A: I'm actually drawing a strip right now as we speak. It's a cartoon that appears in the "LA Weekly," the "NewCity" in Chicago and a paper in Cleveland. It's called Great Pop Things. Been going on for years. Always on the music page. Kind of a wordy, badly drawn thing with lots of vicious comments about pop stars. [Laughs]
Q: Anything else on the artistic front?
A: I paint. Some of the other guys in the band do that, too. We've had group shows as the Mekons.
Q: What place does that occupy in your artistic life?
A: Painting's kind of like my day job. I've had a lot of shows—I've got a show in Norway and in Texas in a couple of weeks.
Q: Do you explore different themes with it?
A: Mostly they're about music. Semi-autobiographical, even though they look like classic country singers. Distressed, f***ed-up looking.
Q: Anything you might say that's critical of the album, that you wish you'd done better?
A: [Pause] No, I can listen to it quite easily, actually. [Laughs]
Q: You'd admit that the Mekons are an oddly constituted group, yes?
A: Yes, well, we're geographically challenged. At the time being, we kinda get together when we feel we will. We work quite hard when we work and then we don't for a while. Other people got lives, and that's one of the things that makes it interesting. It's not a full-time job. When it has been a full-time job, that's when we've produced our worst work, I think.
Q: What's your particular part of the Chicago music scene like? Where's it headed?
A: Actually, it's hard for me to divide the scene up into little parts, there's a lot of musicians who cooperate and work together on a lot of things when they're not necessarily stylistically similar or have the same goals.
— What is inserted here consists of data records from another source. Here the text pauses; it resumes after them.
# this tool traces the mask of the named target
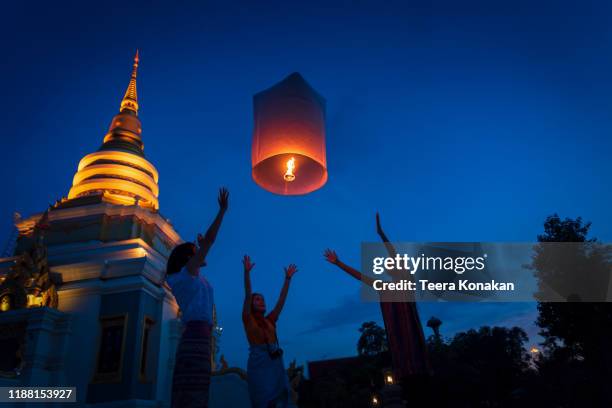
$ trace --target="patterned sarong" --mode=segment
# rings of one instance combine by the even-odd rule
[[[172,378],[172,408],[207,408],[210,386],[211,325],[187,322],[176,350]]]
[[[270,358],[268,347],[251,345],[247,364],[249,395],[253,408],[284,408],[289,401],[289,379],[283,358]]]
[[[415,302],[380,302],[396,380],[431,375],[427,343]]]

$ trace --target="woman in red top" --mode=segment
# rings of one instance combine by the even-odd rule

There seems to be space to do what you want. Sally's album is a good case in point: Johnny from Tortoise playing drums on it, Brett from the Handsome Family singing, Jeff Tweedy contributing a song, Robbie Fulks plays guitar on it. It's very easy to just get on the phone and say, "Do you wanna do something?" to people. I just did a lot of stuff with Tim Rutilli from Red Red Meat, and we're thinking of doing some more in the future. It's kind of ideal.
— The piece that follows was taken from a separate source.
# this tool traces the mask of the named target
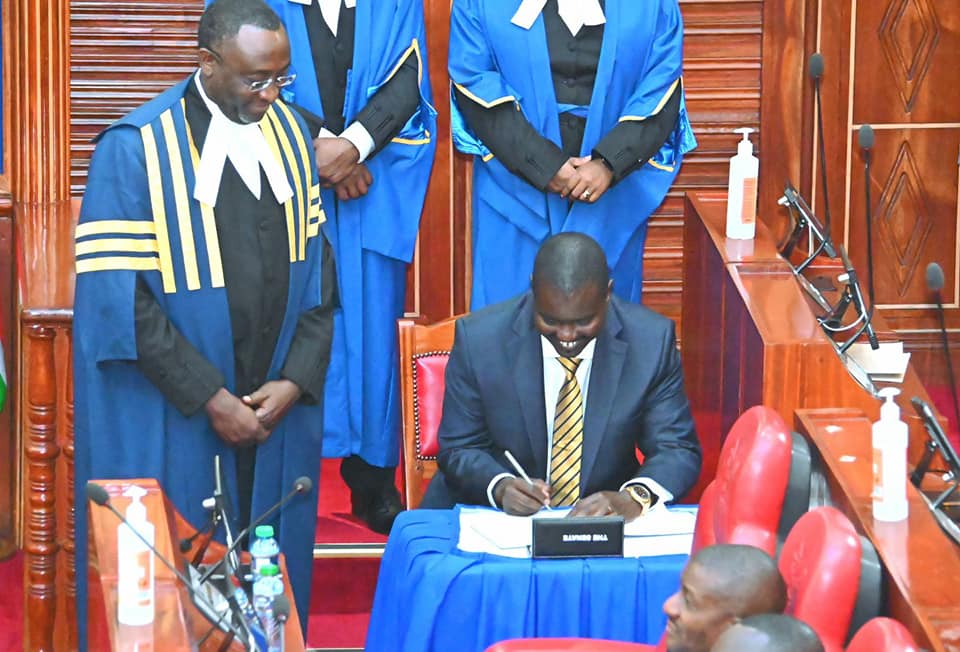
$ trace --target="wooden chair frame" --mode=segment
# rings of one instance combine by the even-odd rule
[[[416,361],[426,356],[448,355],[453,348],[457,317],[424,325],[411,319],[397,321],[400,341],[400,396],[403,418],[403,485],[407,509],[423,499],[430,478],[437,472],[435,456],[423,455],[421,406],[418,401]]]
It's not like your band is Your Thing and you flog this one project till you make a million or until it smashes itself to death against a brick wall. That's never been my penchant. With the Mekons, we kind of wanna run the whole race, yeah, and so we'll pace ourselves and we'll work with other people when we feel like it. People have a lot of side projects because it's healthy.
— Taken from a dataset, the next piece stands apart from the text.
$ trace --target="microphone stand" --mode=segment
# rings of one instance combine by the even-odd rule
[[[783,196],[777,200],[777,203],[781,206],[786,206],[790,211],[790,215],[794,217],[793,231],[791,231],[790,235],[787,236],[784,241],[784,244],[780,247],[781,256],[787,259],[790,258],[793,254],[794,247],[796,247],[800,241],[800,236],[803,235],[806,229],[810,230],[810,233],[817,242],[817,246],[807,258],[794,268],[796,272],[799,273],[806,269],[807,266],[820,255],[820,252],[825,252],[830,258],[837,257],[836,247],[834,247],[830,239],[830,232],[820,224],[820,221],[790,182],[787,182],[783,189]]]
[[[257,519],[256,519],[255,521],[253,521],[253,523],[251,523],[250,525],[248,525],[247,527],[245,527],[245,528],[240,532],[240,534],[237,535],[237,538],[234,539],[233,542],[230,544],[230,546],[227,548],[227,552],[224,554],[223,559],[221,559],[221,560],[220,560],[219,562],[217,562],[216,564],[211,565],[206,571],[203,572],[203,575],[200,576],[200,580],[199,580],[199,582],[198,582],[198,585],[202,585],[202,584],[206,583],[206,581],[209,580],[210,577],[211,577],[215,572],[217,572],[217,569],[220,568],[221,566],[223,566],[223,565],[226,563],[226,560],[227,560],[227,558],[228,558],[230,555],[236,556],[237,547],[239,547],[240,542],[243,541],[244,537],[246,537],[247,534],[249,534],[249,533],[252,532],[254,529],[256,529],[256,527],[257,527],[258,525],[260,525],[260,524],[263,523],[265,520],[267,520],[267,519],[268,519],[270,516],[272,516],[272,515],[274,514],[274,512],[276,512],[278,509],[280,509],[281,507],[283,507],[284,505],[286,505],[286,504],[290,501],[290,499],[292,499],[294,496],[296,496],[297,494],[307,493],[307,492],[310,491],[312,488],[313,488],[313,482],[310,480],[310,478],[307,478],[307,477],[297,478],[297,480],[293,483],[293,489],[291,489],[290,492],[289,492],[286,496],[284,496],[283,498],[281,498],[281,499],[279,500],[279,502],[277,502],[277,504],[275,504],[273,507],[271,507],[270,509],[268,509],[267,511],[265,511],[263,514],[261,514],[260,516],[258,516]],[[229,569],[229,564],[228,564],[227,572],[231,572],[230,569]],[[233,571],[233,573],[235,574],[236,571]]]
Q: Do you pay any mind to the amount of media attention a type of music or scene is getting at a given time? I'm wondering about countrified parts in particular.
A: I think insurgent country, whatever it is, had a fairly lucky escape because after the Nirvana punk thing, a lot of the Aes of our CDs. Bloodshot, other major labels wanted them. We're like, just stuff it, don't send them. Don't f***ing care. Some bands have gone [big], but it was meant to be the next big thing. And it wasn't a new thing, it was more a continuation of something that's been going on, to the left of Nashville, for years and years and years.
Q: The perfunctory question: What's next?
A: I'm working on an album with Sally. It's going be a split-sets kind of thing. We got invited to play the Calgary Folk Festival. I think folk is the way to go. Every other form of music, you're too old when your 30. Like, I'm 42 and I'm a young upstart in the folk world. I'm figuring your fee goes up and up. By the time me and Sally are 70, we could probably be making some good money. And we'd have 30 more years to get our s*** together. So we think that's the plan at the moment.